The prime minister thought the matter of accepting £15,000-worth of accommodation from the Carphone Warehouse co-founder David Ross almost too trivial to mention, insisting he had only declared it voluntarily.

It fits a pattern of behaviour that saw a Conservative peer, Lord Brownlow, initially meeting the costs of the lavish refurbishment of the Downing Street flat by the designer Lulu Lytle, before questions were raised about the arrangement and Johnson declared that he was meeting the costs himself.

Johnson’s new independent adviser on ministers’ interests, Christopher Geidt, called the prime minister’s approach to that project “unwise”. The prime minister’s former chief adviser Dominic Cummings claimed the initial plan for paying for the refurbishment had been “possibly illegal”.

Even in the last parliament, the committee for standards said Johnson had “an over-casual attitude to obeying the rules” – uncannily echoing the sentiment of his Eton housemaster, who wrote to the prime minister’s father in 1982: “I think he honestly believes that it is churlish of us not to regard him as an exception, one who should be free of the network of obligation which binds everyone else.”

Almost 40 years later Johnson still appears, at best, unconcerned about following the rules – or, now that he is a public figure, about the importance of appearing to act with propriety.

His former close friend Jennifer Arcuri – who claims to have had a romantic relationship with him – received taxpayer-backed support for her tech business and accompanied the then mayor of London on a trade mission.

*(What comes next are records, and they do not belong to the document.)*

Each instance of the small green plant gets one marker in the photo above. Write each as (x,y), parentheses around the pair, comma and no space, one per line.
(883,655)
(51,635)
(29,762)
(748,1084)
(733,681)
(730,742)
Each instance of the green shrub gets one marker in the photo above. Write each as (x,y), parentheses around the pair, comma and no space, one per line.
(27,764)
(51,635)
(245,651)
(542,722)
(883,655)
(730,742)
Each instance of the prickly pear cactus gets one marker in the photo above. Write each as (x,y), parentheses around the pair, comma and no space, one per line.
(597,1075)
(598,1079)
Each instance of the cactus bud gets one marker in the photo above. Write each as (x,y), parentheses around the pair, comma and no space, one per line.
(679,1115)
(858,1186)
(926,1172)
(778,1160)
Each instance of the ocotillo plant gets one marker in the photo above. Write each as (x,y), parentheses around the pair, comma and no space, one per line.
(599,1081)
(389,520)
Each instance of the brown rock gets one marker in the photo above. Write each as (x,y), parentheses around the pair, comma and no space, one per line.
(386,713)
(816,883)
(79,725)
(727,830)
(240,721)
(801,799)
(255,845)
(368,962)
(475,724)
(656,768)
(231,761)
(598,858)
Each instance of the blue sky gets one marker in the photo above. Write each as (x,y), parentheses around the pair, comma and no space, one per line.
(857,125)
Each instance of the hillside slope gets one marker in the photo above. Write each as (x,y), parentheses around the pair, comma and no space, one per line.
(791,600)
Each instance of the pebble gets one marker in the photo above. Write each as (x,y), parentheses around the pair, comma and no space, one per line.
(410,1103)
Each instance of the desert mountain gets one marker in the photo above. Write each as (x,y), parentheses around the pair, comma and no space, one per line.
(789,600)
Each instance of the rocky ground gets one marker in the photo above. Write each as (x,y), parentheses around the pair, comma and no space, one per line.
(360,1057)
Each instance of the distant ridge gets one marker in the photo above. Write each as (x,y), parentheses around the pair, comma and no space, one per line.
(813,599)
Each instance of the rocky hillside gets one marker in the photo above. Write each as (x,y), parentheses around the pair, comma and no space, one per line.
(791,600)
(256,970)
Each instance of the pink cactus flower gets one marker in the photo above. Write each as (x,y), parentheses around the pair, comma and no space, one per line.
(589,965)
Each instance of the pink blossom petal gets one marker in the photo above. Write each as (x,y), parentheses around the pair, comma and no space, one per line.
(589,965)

Johnson has insisted there was “no interest to declare”.

He awarded a peerage to the Conservative donor Peter Cruddas despite the House of Lords watchdog having suggested Cruddas – who had previously been implicated in a cash-for-access scandal, something he has consistently denied – should not be eligible. Cruddas gave the Tory party £500,000 several days after receiving the peerage.

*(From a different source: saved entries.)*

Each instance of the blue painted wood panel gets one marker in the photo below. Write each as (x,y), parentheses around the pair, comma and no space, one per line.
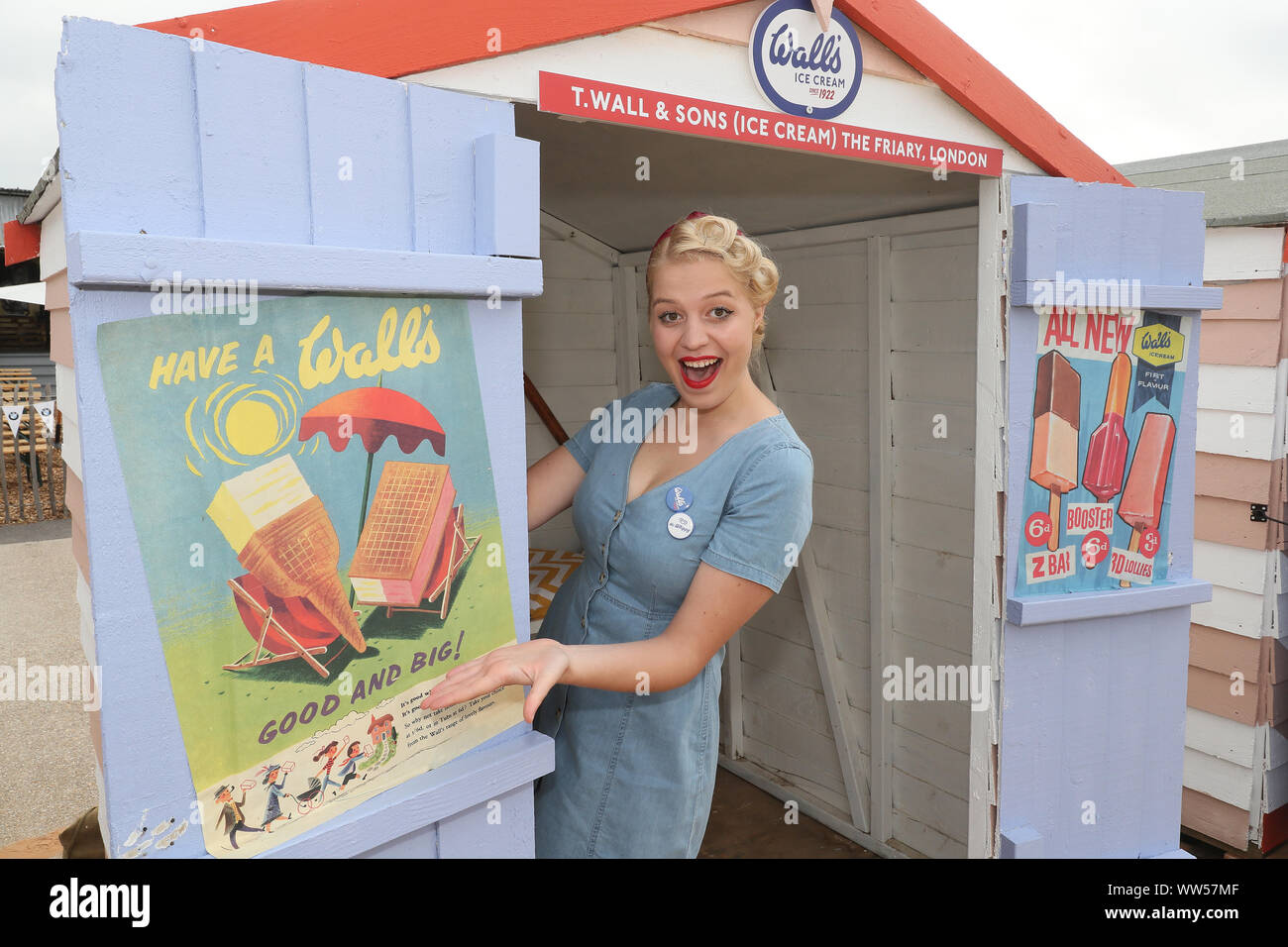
(442,149)
(191,138)
(1098,231)
(1094,685)
(250,183)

Johnson declined to sack Matt Hancock last month despite the health secretary having apparently failed to declare a personal relationship with a non-executive director at his own department – not to mention being snapped busting lockdown rules.

It followed the prime minister’s defence of Priti Patel in the face of a finding from his previous ethics adviser, Sir Alex Allan, that her conduct “amounted to behaviour that can be described as bullying”. Allan subsequently resigned.

Johnson also defended Robert Jenrick after he was accused of skewing a planning decision in favour of a Tory donor; and Gavin Williamson, who was sacked by Theresa May for leaking security secrets – something he staunchly denies – but restored to a place in the cabinet after helping Johnson to whip MPs into line during his 2019 leadership race.

Johnson’s supporters insist there has been no wrongdoing, pointing to the various official reports, including on the Mustique break, that have formally cleared him of rule-breaking. They put the financial chaos down to mere scattiness, and the defence of his cabinet colleagues to loyalty.

Received wisdom at Westminster says Johnson’s ambiguous relationship with the rules the little people follow is priced-in politically. Certainly, his colourful private life was no secret when he swept to a landslide majority in 2019.

But opposition parties are beginning to see a glimmer of hope that the sheer accretion of stories such as these will eventually help them to topple the caricature of the prime minister as a harmlessly lovable rogue.